Democrats in the Colorado legislature on Thursday introduced a bill designed to drive down health care costs and, if consumers’ expenses aren’t reduced, potentially create a state-offered health insurance option.

The measure is the result of years of efforts by progressive lawmakers and is a top priority for Gov. Jared Polis. But it faces stiff opposition from private insurers and hospitals who say the initiative would reduce care choices for Coloradans and put too high a financial burden on providers. 

The Colorado Sun combed through the bill and talked to its sponsors to learn what the legislation would do and how it would work:


The health care industry will be asked to reduce costs

The proposal has two phases. In Phase 1, the state commissioner of insurance will create a standard design for a health insurance plan. That means the commissioner will determine features such as what services the plan will cover and how high the deductibles will be.

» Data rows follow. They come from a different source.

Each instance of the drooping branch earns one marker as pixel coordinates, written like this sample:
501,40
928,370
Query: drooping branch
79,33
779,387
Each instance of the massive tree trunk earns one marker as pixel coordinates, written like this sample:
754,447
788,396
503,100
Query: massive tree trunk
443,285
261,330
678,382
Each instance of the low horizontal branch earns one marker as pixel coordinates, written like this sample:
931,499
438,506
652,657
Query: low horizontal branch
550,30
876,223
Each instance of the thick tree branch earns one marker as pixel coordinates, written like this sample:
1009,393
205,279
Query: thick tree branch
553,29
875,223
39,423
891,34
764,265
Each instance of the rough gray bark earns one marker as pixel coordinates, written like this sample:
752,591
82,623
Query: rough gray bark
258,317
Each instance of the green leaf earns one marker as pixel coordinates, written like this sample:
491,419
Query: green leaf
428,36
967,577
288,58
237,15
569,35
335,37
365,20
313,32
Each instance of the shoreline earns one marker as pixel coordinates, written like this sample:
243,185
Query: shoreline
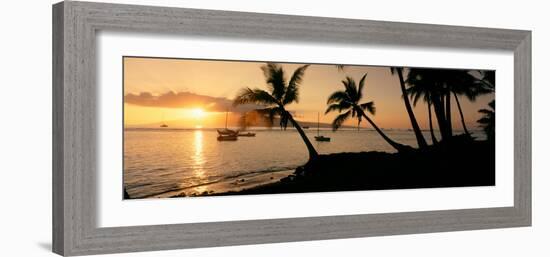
461,163
242,182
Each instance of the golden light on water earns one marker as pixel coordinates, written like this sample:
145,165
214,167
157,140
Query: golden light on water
198,113
198,156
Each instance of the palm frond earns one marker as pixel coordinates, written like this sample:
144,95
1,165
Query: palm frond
337,107
340,119
292,90
338,96
254,96
351,88
369,107
269,114
340,67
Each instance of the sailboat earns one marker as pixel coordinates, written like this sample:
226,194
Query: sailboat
227,134
319,137
163,125
242,133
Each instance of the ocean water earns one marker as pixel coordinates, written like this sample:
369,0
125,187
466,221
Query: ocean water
164,162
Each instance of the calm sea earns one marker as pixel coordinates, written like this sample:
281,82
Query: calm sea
163,162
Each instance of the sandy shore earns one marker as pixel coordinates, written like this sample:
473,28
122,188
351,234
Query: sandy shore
239,183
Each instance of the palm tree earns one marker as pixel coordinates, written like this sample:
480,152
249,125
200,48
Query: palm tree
417,132
279,95
441,84
426,92
347,101
434,139
422,85
488,120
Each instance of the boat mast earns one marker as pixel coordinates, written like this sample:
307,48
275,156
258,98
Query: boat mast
318,123
226,112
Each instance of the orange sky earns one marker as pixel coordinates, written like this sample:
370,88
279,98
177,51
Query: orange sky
195,93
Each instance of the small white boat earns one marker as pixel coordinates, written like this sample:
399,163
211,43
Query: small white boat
247,134
227,134
322,139
227,138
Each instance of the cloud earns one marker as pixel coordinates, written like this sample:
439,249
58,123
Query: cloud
186,100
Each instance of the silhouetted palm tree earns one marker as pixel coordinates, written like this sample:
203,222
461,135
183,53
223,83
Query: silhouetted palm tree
417,132
441,84
279,95
424,86
347,101
488,120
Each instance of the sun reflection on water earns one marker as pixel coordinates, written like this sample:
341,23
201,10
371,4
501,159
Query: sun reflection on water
198,157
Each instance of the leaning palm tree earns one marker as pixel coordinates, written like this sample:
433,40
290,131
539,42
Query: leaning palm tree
346,102
417,132
488,120
279,95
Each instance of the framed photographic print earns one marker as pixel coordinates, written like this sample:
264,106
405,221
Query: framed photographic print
181,128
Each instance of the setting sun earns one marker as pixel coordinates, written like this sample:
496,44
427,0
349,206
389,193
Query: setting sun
198,113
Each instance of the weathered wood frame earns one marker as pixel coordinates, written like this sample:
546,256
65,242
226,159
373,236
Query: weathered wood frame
75,25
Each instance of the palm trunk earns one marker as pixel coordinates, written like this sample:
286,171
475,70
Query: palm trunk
448,114
439,110
419,137
311,150
434,139
397,146
461,115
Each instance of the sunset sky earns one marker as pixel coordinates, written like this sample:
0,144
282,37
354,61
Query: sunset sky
196,93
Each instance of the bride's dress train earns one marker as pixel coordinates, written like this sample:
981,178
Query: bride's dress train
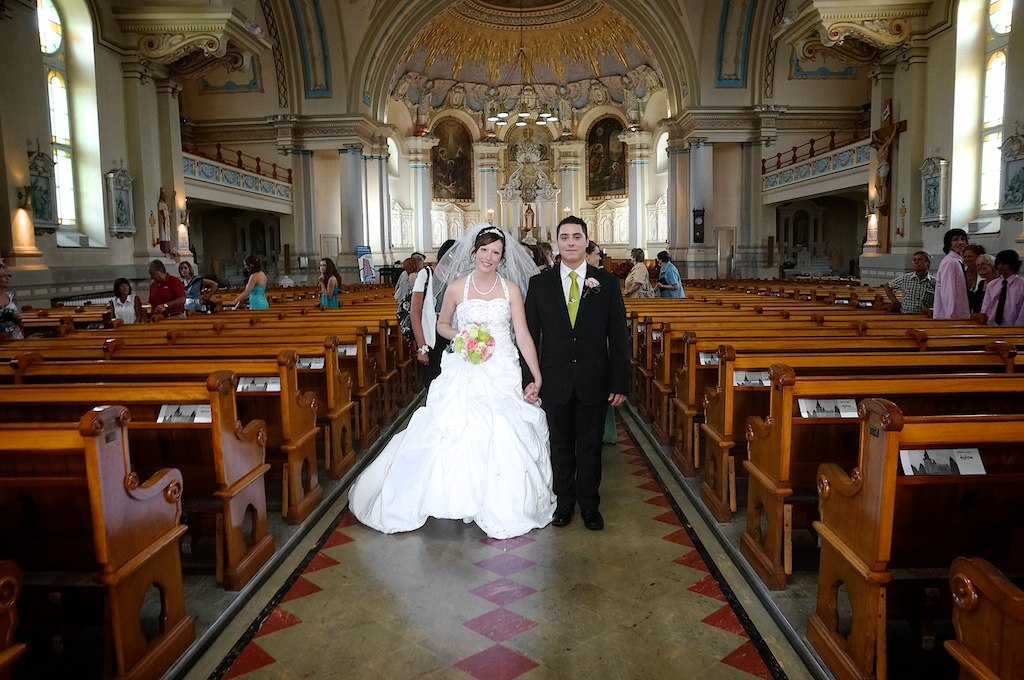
475,452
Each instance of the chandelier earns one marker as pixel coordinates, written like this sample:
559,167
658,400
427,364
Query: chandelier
527,102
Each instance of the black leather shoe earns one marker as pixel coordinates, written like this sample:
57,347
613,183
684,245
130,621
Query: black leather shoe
561,518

Insurance companies will be encouraged to offer the standardized plan in every ZIP code where they offer plans in the individual and small-group markets. Those are the markets where people who buy insurance on their own without help from an employer and where small employers get their health care coverage, making up about 15% of all people covered in the state.

In the 2023 plan year, insurance companies will be told to set a goal of offering the standardized plan at a price at least 10% less than the premium rate they offered on the individual market in 2021. By the 2024 plan year, that reduction must jump to 20% less than 2021 prices for at least one plan in each county — though there are some exemptions for innovative health care purchasing alliances that have already achieved these savings.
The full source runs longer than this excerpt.